The menu is made up of five categories of shared-style dining; snacks, skewers, grill, wok, noodles and rice. Guests can start off with prahok k’tis (crudities with prahok k’tis, a dip made with fermented fish paste, pork belly and kreung, a lemongrass paste), svay kchey (green mango, chilli and salt) and trey neet alek (dried fish and watermelon), followed by a selection of skewers served with chlouh (pickled green papaya salad) on a baguette.
The Turkish “kebop” is nothing like the 2am kebab we know and love. Some Chefs have been looking at developing concepts for fast casual kebop restaurants, which are effectively skewers and/or sliced meats with a range of house-made condiments and pickled vegetables on a platter, served on flatbread.

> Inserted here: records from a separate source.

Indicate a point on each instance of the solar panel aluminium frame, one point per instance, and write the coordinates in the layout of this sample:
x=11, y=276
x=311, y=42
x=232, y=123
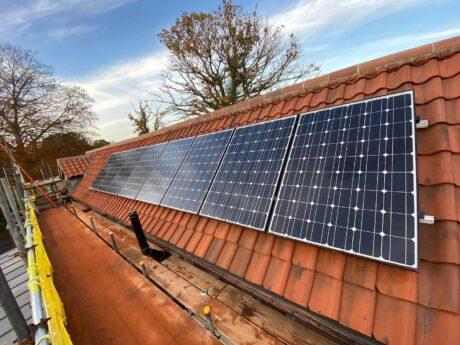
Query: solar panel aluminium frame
x=414, y=267
x=103, y=191
x=172, y=141
x=278, y=179
x=115, y=153
x=213, y=176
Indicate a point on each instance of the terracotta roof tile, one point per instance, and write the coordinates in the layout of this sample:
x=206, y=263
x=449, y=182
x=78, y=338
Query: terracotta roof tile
x=227, y=254
x=314, y=277
x=73, y=167
x=361, y=272
x=248, y=239
x=402, y=328
x=257, y=268
x=440, y=242
x=240, y=261
x=357, y=308
x=299, y=284
x=326, y=295
x=445, y=294
x=397, y=282
x=305, y=256
x=283, y=248
x=264, y=244
x=277, y=275
x=436, y=327
x=214, y=250
x=331, y=263
x=203, y=245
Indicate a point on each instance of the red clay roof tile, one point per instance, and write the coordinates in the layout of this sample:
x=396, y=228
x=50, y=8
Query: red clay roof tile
x=264, y=244
x=445, y=294
x=257, y=268
x=277, y=275
x=357, y=308
x=299, y=284
x=434, y=78
x=436, y=327
x=360, y=272
x=240, y=261
x=397, y=282
x=305, y=256
x=401, y=329
x=226, y=255
x=440, y=242
x=331, y=263
x=325, y=296
x=214, y=250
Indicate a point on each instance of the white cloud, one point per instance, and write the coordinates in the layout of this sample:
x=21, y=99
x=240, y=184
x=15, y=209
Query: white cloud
x=73, y=30
x=312, y=17
x=13, y=16
x=116, y=87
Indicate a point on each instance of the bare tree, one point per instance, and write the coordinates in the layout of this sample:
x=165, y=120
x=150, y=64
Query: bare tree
x=146, y=118
x=221, y=58
x=34, y=104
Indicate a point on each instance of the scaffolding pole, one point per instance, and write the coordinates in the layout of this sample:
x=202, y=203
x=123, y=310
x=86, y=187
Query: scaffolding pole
x=36, y=302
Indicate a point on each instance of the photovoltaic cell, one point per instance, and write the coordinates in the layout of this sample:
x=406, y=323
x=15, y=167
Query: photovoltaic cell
x=108, y=173
x=242, y=191
x=350, y=181
x=191, y=183
x=141, y=170
x=164, y=171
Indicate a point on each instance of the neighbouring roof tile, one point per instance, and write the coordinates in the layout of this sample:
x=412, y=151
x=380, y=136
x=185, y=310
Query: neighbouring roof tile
x=326, y=295
x=299, y=284
x=277, y=275
x=357, y=308
x=410, y=307
x=402, y=327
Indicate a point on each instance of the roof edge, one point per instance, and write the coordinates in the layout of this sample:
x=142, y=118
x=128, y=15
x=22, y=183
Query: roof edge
x=348, y=74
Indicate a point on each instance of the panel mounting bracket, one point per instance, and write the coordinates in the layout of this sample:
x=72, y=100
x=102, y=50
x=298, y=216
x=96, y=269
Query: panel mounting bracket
x=419, y=123
x=426, y=219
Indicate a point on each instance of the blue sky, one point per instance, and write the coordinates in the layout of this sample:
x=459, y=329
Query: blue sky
x=110, y=47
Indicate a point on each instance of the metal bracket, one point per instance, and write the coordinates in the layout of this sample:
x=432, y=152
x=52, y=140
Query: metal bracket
x=426, y=219
x=419, y=123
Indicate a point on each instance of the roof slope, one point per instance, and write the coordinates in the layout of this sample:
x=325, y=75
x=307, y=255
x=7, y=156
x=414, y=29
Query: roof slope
x=387, y=303
x=73, y=167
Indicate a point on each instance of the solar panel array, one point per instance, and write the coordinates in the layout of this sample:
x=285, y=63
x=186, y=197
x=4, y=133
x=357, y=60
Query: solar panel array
x=157, y=183
x=348, y=177
x=141, y=170
x=242, y=191
x=349, y=183
x=189, y=187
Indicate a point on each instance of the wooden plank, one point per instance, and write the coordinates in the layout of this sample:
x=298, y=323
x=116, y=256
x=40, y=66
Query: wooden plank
x=233, y=326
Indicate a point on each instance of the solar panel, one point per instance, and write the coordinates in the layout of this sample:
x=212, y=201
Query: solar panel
x=141, y=169
x=350, y=181
x=108, y=173
x=190, y=185
x=129, y=160
x=242, y=191
x=164, y=171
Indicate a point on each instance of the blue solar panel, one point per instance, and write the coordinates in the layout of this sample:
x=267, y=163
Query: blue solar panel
x=190, y=185
x=242, y=191
x=163, y=173
x=141, y=169
x=350, y=181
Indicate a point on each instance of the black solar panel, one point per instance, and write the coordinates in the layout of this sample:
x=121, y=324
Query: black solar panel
x=242, y=191
x=164, y=171
x=141, y=169
x=108, y=173
x=192, y=181
x=350, y=181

When it comes to dips, while we have seen some of this trend already, bar patrons will be plunging skewers into a variety of spicy multicultural condiments such as sriracha, sambal and gochujang – all fermented pastes – or the fresher, punchier, South American chimichurri with its dominant flavours of garlic and parsley or zhug – a Yemeni hot sauce with coriander and parsley.
District 8 is 2000 sqm of South East Asian food options and “Chef’s stations” at Cabra-Vale Diggers in South Western Sydney. Diners experience a culinary journey down the Mekong River which flows through Vietnam, Thailand, China, Laos, Cambodia and Myanmar.
In Melbourne, an influx of refugees and migrants means there is no shortage of regional African offerings, with an array of restaurants featuring Somalian, Ethiopian and South African specialities, often focusing on vegetables.
If you think Asian desserts are all red bean paste and doughy buns, think again as South East Asian, Filipino and Asia-Pacific regional dishes start to be seen, using ingredients such as the calamansi, a cross between a cumquat and a mandarin. Indonesian chef Freddie Salim has a mango and calamansi sorbet with fresh mango, shiso leaf and macadamia praline at Canterbury Hurlstone Park RSL.